Emblème de la victoire du Tiers Etat sur la noblesse, sorte de nuit du 4 aout traitée sur le ton de la comédie ;
Mais beaucoup de metteurs en scène se détournent de cette voie interprétative. Vincent, Rauck cf l’universitaire Jacques Scherer déjà : « Beaumarchais n’a ni voulu ni cru être un précurseur de la révolution. »

Mère coupable : « la scène est à Paris…et se passe à la fin 1790 », texte écrit en 1792 volonté d' inclure la révolution dans l’horizon historique de la pièce. Dialogue qui fait allusion aux nouvelles mœurs « le divorce s’est établi » acte I sc.4 mais l’intrigue ne fait pas de place aux événements historiques.
 Léon jeune homme vertueux éduqué par les généreuses idées révolutionnaires, Bégears profiteur malsain de tout régime qui cherche à modifier les structures sociales.
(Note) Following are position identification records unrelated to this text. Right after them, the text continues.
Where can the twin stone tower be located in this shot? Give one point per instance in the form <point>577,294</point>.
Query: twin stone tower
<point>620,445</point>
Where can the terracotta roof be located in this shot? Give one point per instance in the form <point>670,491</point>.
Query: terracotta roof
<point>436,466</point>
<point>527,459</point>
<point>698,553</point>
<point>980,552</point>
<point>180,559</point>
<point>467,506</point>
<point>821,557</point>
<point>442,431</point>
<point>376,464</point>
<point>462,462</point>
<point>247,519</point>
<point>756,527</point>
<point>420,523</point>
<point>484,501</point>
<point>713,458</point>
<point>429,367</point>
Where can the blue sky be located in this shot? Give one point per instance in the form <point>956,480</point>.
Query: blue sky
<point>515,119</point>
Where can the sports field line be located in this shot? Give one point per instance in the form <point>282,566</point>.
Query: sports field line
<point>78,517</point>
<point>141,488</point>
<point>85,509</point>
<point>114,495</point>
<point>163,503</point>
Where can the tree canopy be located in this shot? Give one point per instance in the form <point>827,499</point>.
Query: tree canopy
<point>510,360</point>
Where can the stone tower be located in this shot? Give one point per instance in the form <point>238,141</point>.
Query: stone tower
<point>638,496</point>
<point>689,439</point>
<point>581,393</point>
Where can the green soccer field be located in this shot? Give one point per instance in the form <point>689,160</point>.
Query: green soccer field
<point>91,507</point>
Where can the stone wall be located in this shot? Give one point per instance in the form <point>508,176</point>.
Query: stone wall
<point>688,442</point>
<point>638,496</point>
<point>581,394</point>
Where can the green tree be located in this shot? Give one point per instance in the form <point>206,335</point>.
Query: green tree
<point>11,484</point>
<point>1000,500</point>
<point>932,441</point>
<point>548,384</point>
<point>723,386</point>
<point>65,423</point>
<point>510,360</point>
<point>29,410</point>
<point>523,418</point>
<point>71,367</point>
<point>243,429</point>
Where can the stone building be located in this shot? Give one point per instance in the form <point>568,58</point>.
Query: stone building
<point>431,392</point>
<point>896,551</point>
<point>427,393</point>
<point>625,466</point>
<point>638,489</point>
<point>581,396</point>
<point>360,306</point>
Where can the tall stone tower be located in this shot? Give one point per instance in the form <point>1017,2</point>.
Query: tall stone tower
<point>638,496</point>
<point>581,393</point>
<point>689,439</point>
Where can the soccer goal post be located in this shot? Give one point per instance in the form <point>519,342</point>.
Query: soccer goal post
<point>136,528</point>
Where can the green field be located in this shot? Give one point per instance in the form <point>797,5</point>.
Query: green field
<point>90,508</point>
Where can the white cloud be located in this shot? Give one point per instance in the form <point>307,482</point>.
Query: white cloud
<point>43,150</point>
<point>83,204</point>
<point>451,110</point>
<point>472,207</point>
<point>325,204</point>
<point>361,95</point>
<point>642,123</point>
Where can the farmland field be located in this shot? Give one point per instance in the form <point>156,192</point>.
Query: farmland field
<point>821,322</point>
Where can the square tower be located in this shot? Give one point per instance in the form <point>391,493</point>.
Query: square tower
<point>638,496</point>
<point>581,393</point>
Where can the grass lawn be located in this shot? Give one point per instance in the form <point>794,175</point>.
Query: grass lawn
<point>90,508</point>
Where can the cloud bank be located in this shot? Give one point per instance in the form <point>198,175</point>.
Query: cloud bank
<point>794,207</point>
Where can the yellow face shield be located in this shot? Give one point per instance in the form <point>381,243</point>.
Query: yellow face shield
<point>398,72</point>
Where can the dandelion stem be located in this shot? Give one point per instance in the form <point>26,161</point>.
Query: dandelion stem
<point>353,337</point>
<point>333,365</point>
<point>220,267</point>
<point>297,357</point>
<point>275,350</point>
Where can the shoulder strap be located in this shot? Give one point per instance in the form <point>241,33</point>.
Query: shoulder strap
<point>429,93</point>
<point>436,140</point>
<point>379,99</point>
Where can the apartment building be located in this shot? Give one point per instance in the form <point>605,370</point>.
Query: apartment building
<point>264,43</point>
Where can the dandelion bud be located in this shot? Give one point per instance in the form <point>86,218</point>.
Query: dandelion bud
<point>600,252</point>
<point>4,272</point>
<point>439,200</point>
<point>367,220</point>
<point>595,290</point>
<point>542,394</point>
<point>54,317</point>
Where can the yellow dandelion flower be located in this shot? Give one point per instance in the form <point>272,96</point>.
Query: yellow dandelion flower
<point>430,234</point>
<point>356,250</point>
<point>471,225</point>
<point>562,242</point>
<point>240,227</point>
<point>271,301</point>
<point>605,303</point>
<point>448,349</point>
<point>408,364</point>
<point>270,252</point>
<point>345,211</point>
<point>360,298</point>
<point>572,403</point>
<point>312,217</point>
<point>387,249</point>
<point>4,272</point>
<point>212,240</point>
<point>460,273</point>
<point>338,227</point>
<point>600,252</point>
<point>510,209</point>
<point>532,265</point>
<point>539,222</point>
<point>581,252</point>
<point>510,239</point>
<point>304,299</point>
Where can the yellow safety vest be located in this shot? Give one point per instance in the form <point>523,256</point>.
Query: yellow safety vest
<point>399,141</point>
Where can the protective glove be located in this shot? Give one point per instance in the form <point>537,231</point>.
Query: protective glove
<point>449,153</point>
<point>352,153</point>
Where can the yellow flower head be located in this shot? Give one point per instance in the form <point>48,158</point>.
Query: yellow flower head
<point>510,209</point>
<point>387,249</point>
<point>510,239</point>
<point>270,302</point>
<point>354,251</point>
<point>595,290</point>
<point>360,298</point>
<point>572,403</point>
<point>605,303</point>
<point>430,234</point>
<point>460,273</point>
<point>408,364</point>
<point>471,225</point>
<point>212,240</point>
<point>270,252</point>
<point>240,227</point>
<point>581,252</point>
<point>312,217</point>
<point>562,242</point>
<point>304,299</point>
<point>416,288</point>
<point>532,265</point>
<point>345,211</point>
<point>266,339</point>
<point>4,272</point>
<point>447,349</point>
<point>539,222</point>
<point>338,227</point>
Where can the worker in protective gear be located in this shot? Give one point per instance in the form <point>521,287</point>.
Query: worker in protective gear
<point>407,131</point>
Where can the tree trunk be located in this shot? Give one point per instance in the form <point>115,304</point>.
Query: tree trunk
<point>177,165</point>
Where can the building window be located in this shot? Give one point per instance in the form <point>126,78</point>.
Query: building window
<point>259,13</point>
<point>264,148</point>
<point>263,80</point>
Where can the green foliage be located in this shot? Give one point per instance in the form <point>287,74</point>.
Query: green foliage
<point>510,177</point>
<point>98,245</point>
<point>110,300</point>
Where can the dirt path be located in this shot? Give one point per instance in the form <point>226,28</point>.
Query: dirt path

Figaro lui n’assume jamais les prédispositions révolutionnaires pressenties dans le Mariage cf réplique à la fin : » Ma récompense est de mourir chez vous. Jeune, si j’ai failli souvent, que ce jour acquitte ma vie ! » désaveu de ce qui a été la conduite de Figaro dans le Mariage .

Figaro Divorce : thématique révolutionnaire constante,  personnages qui « fuient la révolution ",  dernières répliques du Comte : «  C’en est fini de la révolution ? » 
Interrogation sur les rapports entre Figaro et la révolution : Relayé par Suzanne , il se vante de tout prévoir. Le Comte lui demande : Même la Révolution ? » -Figaro : cela n’aurait pas été sorcier de la prédire. -Le Comte le fixant : Pas sorcier -Figaro  esquivant : Nous étions tous sourds. ou aveugles. 
Donc Figaro comme les autres hommes ne l’avait pas prévue, en conséquence il ne pouvait en être le porte-parole cf douanier : « Et pourtant ce brave homme- désignant Figaro, grand dieu, ne saurait être soupçonné d’être un messager de la révolution. »
Révolution plus seulement celle de 1789 mais montée du nazisme cf le metteur en scène J. Lassalle : Horvath célèbre une dernière fois ici le siècle des lumières, avant qu’à la manière nazie il ne soit gazé ou liquidé d’une balle dans la nuque. »
Figaro : Tu ne lis donc pas les journaux ? Tous les deux jours un nouveau gaz de combat, des lance- flammes, des rayons mortels. » Armes de guerre, pas contexte de la révolution
 Cf Fin de la mise en scène de Lassalle : sur un plateau tournant qui évoque le manège pour enfant, les comédiens statufiés défilent chacun mis en joue par un homme armé d’un fusil au centre du dispositif.